Unnamed: 0,user_id,visit_time,cart_time,checkout_time,purchase_time
0,943647ef-3682-4750-a2e1-918ba6f16188,2017-04-07 15:14:00,NaT,NaT,NaT
1,0c3a3dd0-fb64-4eac-bf84-ba069ce409f2,2017-01-26 14:24:00,2017-01-26 14:44:00,2017-01-26 14:54:00,2017-01-26 15:08:00
2,6e0b2d60-4027-4d9a-babd-0e7d40859fb1,2017-08-20 08:23:00,2017-08-20 08:31:00,NaT,NaT
3,6879527e-c5a6-4d14-b2da-50b85212b0ab,2017-11-04 18:15:00,NaT,NaT,NaT
4,a84327ff-5daa-4ba1-b789-d5b4caf81e96,2017-02-27 11:25:00,NaT,NaT,NaT


In [9]:
# Now let's calculate the percentage of users who proceeded to checkout, but did not purchase a t-shirt.
# to calculate that, we will first find the total null values in the checkout_time column as well as purchase_time column and 
# then subtract the numbers to get the number of users who proceeded to checkout but had null purchase_time.

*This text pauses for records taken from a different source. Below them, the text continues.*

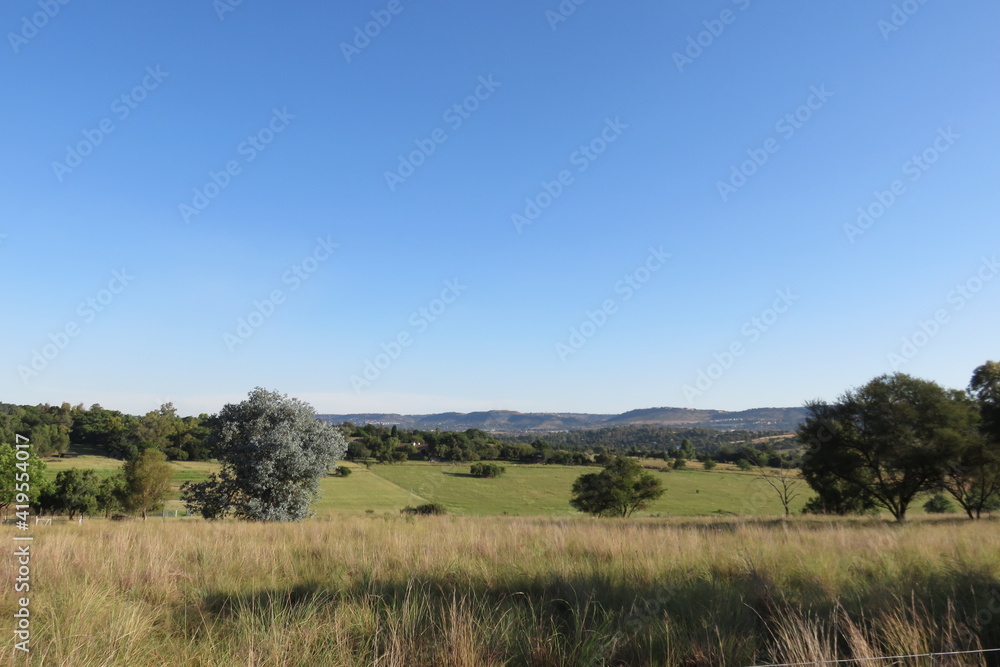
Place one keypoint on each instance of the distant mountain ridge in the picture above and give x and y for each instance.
(510, 421)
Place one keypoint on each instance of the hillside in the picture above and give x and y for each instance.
(509, 421)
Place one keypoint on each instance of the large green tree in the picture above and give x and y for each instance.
(619, 490)
(886, 442)
(273, 452)
(75, 492)
(20, 476)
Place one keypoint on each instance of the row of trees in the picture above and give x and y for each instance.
(141, 485)
(882, 445)
(51, 429)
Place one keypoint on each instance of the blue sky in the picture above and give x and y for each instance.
(495, 205)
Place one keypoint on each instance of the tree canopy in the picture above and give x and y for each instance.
(619, 490)
(886, 442)
(273, 451)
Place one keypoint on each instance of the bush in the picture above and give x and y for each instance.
(426, 510)
(487, 470)
(939, 504)
(176, 454)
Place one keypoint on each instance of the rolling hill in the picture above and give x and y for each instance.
(509, 421)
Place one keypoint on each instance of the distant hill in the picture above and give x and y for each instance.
(509, 421)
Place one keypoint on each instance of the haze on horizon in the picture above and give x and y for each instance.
(414, 208)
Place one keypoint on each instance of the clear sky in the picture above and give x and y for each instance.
(498, 205)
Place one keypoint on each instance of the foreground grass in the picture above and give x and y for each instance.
(507, 591)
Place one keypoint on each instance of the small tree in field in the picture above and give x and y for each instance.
(487, 470)
(75, 492)
(619, 490)
(273, 451)
(147, 482)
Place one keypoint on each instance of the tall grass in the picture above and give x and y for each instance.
(507, 591)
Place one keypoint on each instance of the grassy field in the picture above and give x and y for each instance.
(491, 591)
(532, 490)
(524, 490)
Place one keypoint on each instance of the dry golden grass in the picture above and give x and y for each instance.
(506, 591)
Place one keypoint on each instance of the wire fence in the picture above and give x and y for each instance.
(843, 661)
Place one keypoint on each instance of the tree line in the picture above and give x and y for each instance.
(882, 445)
(52, 429)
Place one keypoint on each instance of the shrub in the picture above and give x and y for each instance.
(487, 470)
(426, 510)
(939, 504)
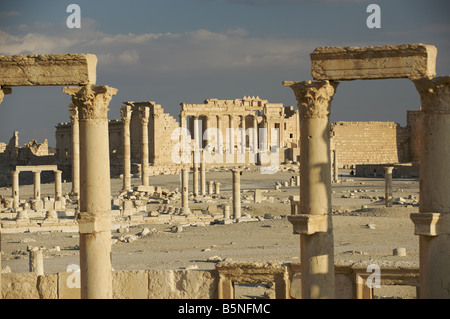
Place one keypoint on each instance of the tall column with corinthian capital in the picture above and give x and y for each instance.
(432, 223)
(125, 114)
(94, 218)
(144, 114)
(313, 222)
(73, 113)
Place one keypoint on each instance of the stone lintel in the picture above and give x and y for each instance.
(94, 222)
(431, 224)
(3, 92)
(36, 168)
(381, 62)
(48, 69)
(307, 224)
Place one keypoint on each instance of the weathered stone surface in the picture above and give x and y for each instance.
(48, 286)
(51, 69)
(20, 286)
(192, 284)
(66, 292)
(381, 62)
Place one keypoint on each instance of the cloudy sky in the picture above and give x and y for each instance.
(173, 51)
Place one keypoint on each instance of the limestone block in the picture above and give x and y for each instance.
(182, 284)
(258, 196)
(71, 290)
(51, 69)
(130, 284)
(20, 286)
(391, 61)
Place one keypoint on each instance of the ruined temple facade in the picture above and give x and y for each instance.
(355, 143)
(248, 112)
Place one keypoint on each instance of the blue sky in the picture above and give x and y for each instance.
(175, 51)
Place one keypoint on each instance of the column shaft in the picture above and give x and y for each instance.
(203, 174)
(73, 112)
(125, 111)
(434, 247)
(316, 247)
(15, 189)
(184, 190)
(144, 113)
(388, 186)
(58, 185)
(95, 195)
(37, 184)
(236, 193)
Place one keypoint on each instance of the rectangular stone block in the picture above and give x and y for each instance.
(130, 284)
(50, 69)
(391, 61)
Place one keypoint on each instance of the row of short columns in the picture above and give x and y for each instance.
(36, 186)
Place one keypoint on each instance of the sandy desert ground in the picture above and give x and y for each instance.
(364, 229)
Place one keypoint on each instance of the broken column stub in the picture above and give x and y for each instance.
(50, 69)
(381, 62)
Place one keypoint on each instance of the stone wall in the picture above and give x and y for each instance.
(414, 125)
(205, 284)
(127, 284)
(370, 143)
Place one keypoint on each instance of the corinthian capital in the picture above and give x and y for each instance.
(313, 97)
(125, 113)
(4, 91)
(144, 114)
(92, 101)
(434, 93)
(73, 112)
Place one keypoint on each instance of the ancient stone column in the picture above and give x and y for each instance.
(206, 134)
(219, 147)
(3, 92)
(210, 187)
(184, 191)
(58, 185)
(243, 144)
(313, 222)
(203, 174)
(155, 122)
(144, 114)
(388, 186)
(125, 114)
(95, 195)
(335, 167)
(73, 112)
(432, 223)
(195, 179)
(237, 193)
(229, 156)
(37, 184)
(255, 138)
(226, 211)
(36, 262)
(15, 189)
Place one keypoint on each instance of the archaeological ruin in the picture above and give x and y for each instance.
(230, 137)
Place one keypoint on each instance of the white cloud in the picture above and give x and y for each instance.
(196, 51)
(9, 13)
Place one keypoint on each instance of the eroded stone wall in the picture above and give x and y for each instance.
(370, 143)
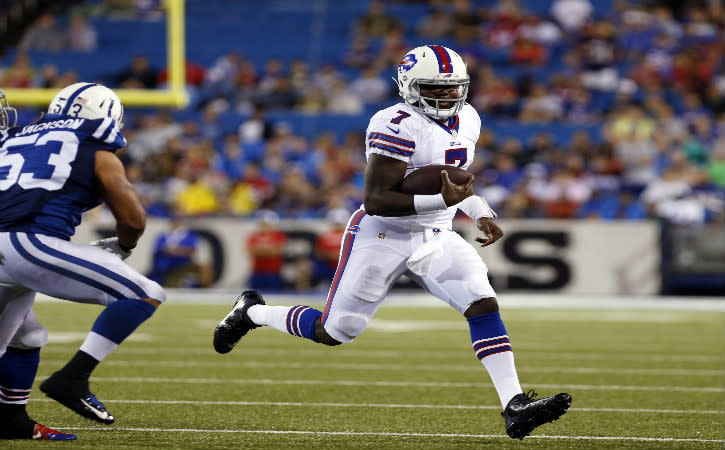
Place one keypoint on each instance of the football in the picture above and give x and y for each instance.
(427, 179)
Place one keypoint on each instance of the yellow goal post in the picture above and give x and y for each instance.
(173, 96)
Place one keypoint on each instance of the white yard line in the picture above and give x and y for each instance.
(357, 353)
(473, 367)
(371, 433)
(267, 381)
(386, 405)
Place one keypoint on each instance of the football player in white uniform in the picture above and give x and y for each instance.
(396, 233)
(57, 168)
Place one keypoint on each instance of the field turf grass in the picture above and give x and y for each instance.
(639, 379)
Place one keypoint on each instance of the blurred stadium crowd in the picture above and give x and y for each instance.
(646, 76)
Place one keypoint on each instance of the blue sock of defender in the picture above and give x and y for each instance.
(113, 325)
(492, 346)
(301, 320)
(17, 373)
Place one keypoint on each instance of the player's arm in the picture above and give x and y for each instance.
(381, 190)
(121, 198)
(382, 196)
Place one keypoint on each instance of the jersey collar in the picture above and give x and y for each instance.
(451, 125)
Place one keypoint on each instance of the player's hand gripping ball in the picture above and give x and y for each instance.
(427, 179)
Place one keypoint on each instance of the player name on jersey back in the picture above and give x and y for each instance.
(73, 124)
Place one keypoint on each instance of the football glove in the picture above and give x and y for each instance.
(112, 245)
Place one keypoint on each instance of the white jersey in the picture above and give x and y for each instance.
(402, 132)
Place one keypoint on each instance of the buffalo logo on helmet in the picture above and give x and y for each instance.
(407, 62)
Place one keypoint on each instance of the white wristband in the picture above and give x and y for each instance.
(476, 207)
(429, 203)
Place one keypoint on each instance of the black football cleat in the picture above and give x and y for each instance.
(524, 413)
(237, 323)
(74, 394)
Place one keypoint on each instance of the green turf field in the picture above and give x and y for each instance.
(642, 379)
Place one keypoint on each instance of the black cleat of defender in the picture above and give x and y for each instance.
(237, 323)
(524, 413)
(74, 394)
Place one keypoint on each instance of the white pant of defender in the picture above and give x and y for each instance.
(31, 263)
(375, 253)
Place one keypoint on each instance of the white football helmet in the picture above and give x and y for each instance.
(432, 65)
(89, 101)
(8, 115)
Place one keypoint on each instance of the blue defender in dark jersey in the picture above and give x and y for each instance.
(47, 173)
(51, 172)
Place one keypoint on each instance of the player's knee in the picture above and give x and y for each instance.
(154, 292)
(482, 306)
(35, 337)
(322, 336)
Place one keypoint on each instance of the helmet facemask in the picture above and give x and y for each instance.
(433, 67)
(432, 106)
(8, 115)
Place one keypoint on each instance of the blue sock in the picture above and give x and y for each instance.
(488, 335)
(17, 373)
(121, 318)
(301, 321)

purchase_null = all_data[all_data.purchase_time.isnull()]
checkout_null = all_data[all_data.checkout_time.isnull()]
checkout_but_not_purchase = len(purchase_null) - len(checkout_null)
print(checkout_but_not_purchase)

101


In [10]:
# let's calculate the percentage 
total = len(all_data) - len(checkout_null)
percentage_no_purchase = (float(101* 100)/total)
print(percentage_no_purchase)

16.889632107023413


So, the percentage of users who proceeded to checkout but did not purchase a t-shirt is 16.89 percent.

In [11]:
# Using the giant merged DataFrame all_data, let’s calculate the average time from initial visit to final purchase.
all_data['time_to_purchase'] = all_data.purchase_time - all_data.visit_time
all_data.time_to_purchase

0                  NaT
1      0 days 00:44:00
2                  NaT
3                  NaT
4                  NaT
             ...      
2367               NaT
2368               NaT
2369               NaT
2370               NaT
2371               NaT
Name: time_to_purchase, Length: 2372, dtype: timedelta64[ns]

In [22]:
print(all_data.time_to_purchase.mean())

0 days 00:43:53.360160965


So, the average time a user stay on the Cool t-shirts website from initial visit to final purchase is around 43 minutes.

#### Conclusion:
From the above calculations we have made the following funnel:
1. The percent of users who visited Cool T-Shirts Inc. ended up not placing a t-shirt in their cart are around 82.6%
2. The percentage of users who put items in their cart, but did not proceed to checkout are 25.3%
3. The percentage of users who proceeded to checkout but did not purchase a t-shirt is 16.89%
4. The average time a user stay on the Cool t-shirts website from initial visit to final purchase is around 43 minutes.